“Construction could begin as early as Wednesday on a $5.8 million underwater barrier to block the upriver flow of saltwater in the Mississippi River that is threatening area water supplies. The 1,700-foot-long underwater dam will be built at Alliance in Plaquemines Parish, using sediment dredged from the river bed just upstream.
“The sill will fill the deepest portion of the river, including the navigation channel, to bring it to a depth of no higher than 45 feet below sea level, which will allow shipping to continue to use the channel.

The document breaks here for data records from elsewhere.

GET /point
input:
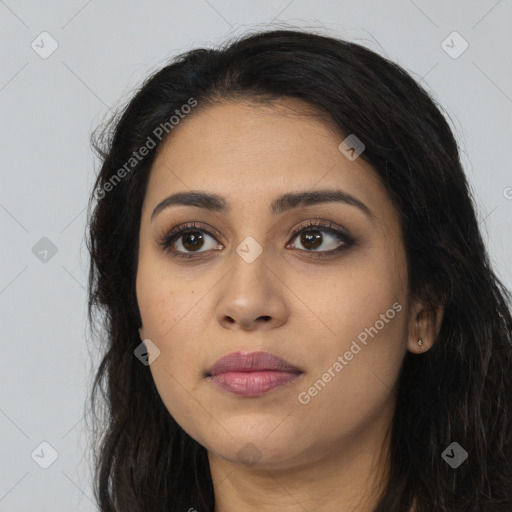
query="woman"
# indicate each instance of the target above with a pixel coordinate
(298, 308)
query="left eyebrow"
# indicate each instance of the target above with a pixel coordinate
(283, 203)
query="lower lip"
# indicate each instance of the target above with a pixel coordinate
(253, 383)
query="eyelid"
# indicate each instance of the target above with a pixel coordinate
(169, 238)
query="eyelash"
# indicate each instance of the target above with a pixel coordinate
(348, 241)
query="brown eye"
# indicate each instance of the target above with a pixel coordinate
(192, 240)
(188, 240)
(311, 239)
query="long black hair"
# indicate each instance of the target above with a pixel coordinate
(458, 391)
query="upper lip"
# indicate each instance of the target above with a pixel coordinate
(251, 361)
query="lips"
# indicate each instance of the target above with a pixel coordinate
(251, 362)
(252, 374)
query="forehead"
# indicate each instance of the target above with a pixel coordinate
(250, 152)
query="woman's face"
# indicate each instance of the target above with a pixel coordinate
(331, 301)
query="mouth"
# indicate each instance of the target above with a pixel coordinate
(252, 374)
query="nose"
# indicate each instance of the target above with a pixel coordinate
(252, 297)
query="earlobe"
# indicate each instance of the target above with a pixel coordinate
(424, 327)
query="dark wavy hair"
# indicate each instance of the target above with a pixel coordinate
(458, 391)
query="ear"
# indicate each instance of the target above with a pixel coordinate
(424, 325)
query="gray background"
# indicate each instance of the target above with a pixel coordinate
(49, 106)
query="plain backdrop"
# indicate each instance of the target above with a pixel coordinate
(64, 64)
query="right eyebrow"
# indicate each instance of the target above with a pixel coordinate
(283, 203)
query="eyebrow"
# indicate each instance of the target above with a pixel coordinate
(283, 203)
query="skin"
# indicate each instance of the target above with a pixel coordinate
(330, 454)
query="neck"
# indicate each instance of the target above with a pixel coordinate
(348, 478)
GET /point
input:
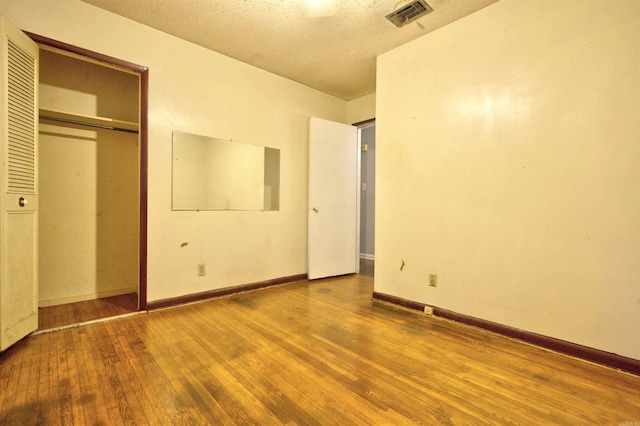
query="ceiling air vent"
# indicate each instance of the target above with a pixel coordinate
(409, 12)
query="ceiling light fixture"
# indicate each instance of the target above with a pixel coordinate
(409, 12)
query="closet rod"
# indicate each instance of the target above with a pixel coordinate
(82, 123)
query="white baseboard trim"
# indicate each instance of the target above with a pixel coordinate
(85, 297)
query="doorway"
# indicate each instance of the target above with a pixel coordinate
(367, 137)
(93, 144)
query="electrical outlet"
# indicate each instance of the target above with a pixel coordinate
(433, 280)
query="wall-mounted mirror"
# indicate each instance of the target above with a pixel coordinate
(218, 174)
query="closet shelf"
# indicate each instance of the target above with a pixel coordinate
(88, 120)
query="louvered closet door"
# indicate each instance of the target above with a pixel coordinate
(19, 186)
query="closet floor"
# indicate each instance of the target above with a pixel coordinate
(367, 267)
(73, 313)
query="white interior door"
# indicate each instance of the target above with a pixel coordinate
(18, 185)
(333, 191)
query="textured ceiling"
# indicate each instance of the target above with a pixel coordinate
(330, 46)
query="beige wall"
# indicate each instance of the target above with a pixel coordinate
(508, 164)
(198, 91)
(361, 109)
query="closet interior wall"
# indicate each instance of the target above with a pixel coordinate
(89, 183)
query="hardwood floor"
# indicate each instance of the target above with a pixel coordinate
(308, 353)
(73, 313)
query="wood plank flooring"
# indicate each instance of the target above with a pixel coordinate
(73, 313)
(311, 353)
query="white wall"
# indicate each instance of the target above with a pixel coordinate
(194, 90)
(508, 164)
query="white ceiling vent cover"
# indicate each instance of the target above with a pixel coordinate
(409, 12)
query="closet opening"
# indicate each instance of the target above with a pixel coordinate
(93, 185)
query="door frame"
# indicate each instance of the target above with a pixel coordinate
(143, 133)
(360, 125)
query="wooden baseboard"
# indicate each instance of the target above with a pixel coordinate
(196, 297)
(609, 359)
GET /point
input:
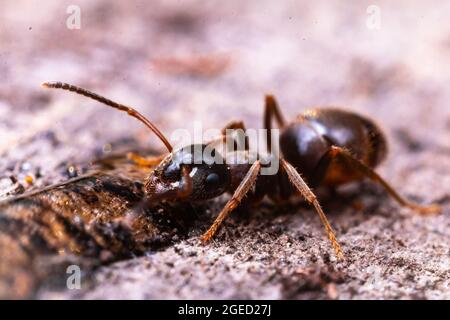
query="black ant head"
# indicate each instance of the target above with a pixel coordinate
(194, 172)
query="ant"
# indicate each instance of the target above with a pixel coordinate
(325, 147)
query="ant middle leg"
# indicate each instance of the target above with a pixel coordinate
(306, 192)
(271, 110)
(360, 169)
(244, 187)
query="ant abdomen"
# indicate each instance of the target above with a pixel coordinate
(307, 140)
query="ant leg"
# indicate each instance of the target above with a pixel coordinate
(306, 192)
(145, 162)
(356, 165)
(235, 125)
(271, 110)
(245, 185)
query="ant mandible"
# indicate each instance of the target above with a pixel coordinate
(321, 146)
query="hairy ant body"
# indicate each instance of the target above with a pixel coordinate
(321, 146)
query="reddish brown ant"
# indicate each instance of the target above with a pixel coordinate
(322, 146)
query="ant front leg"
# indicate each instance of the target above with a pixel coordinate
(145, 162)
(246, 184)
(359, 168)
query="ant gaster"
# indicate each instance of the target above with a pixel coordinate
(321, 146)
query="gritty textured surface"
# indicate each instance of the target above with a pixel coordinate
(214, 61)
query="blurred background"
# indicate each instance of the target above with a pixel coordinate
(181, 61)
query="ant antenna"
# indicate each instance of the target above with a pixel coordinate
(132, 112)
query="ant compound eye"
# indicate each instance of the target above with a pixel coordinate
(212, 180)
(172, 172)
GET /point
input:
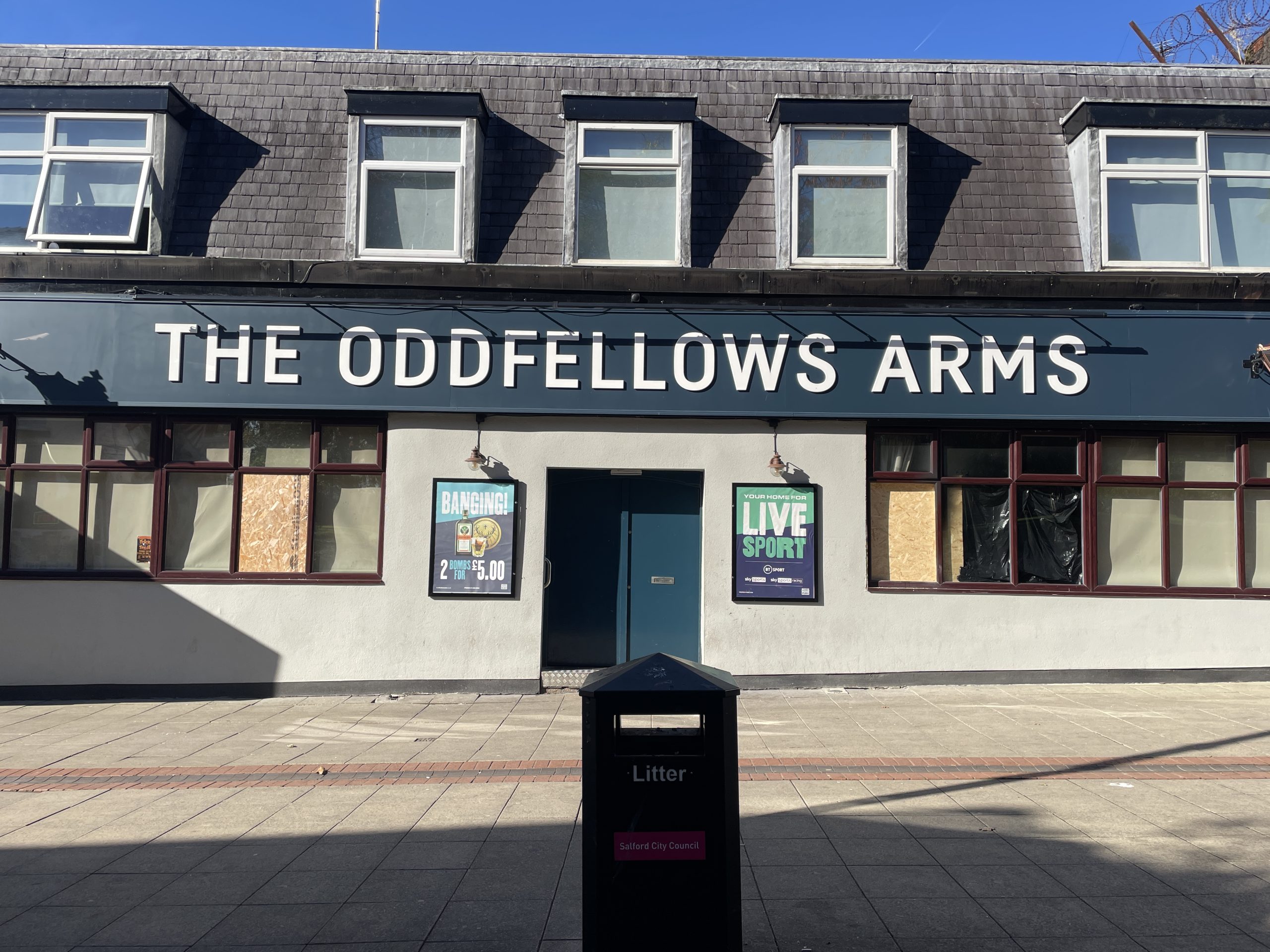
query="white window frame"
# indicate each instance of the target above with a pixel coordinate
(51, 127)
(1201, 172)
(672, 164)
(53, 153)
(889, 172)
(459, 169)
(26, 154)
(137, 203)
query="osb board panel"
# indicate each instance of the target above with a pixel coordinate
(954, 542)
(903, 532)
(273, 531)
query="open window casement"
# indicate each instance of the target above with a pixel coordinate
(89, 198)
(94, 180)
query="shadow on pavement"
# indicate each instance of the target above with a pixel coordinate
(498, 869)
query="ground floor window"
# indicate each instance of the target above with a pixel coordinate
(221, 498)
(1107, 511)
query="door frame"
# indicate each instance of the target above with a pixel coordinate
(624, 620)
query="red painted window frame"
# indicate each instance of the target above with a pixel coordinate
(162, 465)
(1089, 479)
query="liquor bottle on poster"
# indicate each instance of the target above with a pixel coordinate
(464, 536)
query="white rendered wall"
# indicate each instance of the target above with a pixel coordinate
(102, 633)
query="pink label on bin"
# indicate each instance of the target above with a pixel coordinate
(659, 846)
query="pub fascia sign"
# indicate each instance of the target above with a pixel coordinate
(470, 361)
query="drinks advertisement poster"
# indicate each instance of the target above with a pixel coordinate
(774, 547)
(473, 537)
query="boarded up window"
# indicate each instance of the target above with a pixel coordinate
(903, 532)
(273, 529)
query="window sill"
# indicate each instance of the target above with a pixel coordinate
(838, 264)
(1066, 591)
(75, 252)
(190, 578)
(1179, 268)
(595, 263)
(408, 259)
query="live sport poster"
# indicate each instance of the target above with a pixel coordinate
(775, 543)
(473, 537)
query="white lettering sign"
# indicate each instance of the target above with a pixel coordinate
(949, 366)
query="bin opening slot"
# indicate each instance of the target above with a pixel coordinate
(661, 734)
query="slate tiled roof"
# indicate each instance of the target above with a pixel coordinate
(266, 160)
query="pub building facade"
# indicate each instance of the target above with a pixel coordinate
(330, 371)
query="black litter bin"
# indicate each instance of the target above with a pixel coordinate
(661, 855)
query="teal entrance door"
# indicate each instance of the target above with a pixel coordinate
(624, 567)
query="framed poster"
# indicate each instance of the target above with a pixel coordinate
(775, 554)
(473, 537)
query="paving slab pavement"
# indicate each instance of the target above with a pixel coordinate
(996, 860)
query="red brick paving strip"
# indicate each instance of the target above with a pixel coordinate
(804, 769)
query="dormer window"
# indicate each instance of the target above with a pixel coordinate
(73, 177)
(841, 182)
(89, 168)
(412, 188)
(417, 187)
(94, 179)
(1187, 200)
(1170, 184)
(631, 173)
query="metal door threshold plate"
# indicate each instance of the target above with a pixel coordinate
(567, 677)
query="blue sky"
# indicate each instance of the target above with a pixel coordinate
(1024, 30)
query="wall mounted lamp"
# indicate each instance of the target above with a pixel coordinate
(776, 465)
(478, 459)
(1258, 361)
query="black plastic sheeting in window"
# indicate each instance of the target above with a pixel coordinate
(985, 534)
(1049, 535)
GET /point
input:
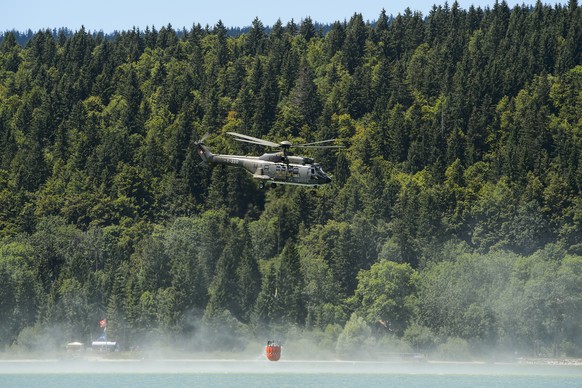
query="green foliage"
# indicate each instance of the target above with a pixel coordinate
(454, 217)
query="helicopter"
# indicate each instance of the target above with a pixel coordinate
(273, 168)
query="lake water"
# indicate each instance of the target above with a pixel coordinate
(262, 373)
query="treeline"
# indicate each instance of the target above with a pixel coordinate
(454, 221)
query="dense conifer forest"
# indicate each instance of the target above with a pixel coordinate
(453, 225)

“The dredging operation will be coordinated with shipping interests to avoid obstructing the movement of ocean-going vessels on the river, corps officials said. Similar sills were built in 1988 and 1999.
“Saltwater from the Gulf of Mexico is denser than the freshwater carried by the river and is flowing north beneath the freshwater because the river’s flow is unusually low, measuring 2.4 feet above sea level at the Carrollton Gage in New Orleans on Monday. It is forecast to continue dropping and stay as low as 1.5 feet at Carrollton through mid-September, according to the National Weather Service’s Lower Mississippi River Forecast Center.
“The bottom of the river’s channel just south of Natchez, Miss., actually is lower than the surface of the Gulf of Mexico below New Orleans, which allows the saltwater to flow upstream. Last Wednesday, the corps measured the leading edge, or toe, of the sill at mile marker 86.5, or just south of Meraux.
“The low river conditions are a byproduct of drought conditions that have hit the Midwest this year, resulting in little rainfall in the river’s upper watershed. While the New Orleans area’s rainfall of 41.57 inches through yesterday is near the average for 1981 to 2010, very little rainfall runoff enters the Mississippi below Baton Rouge.”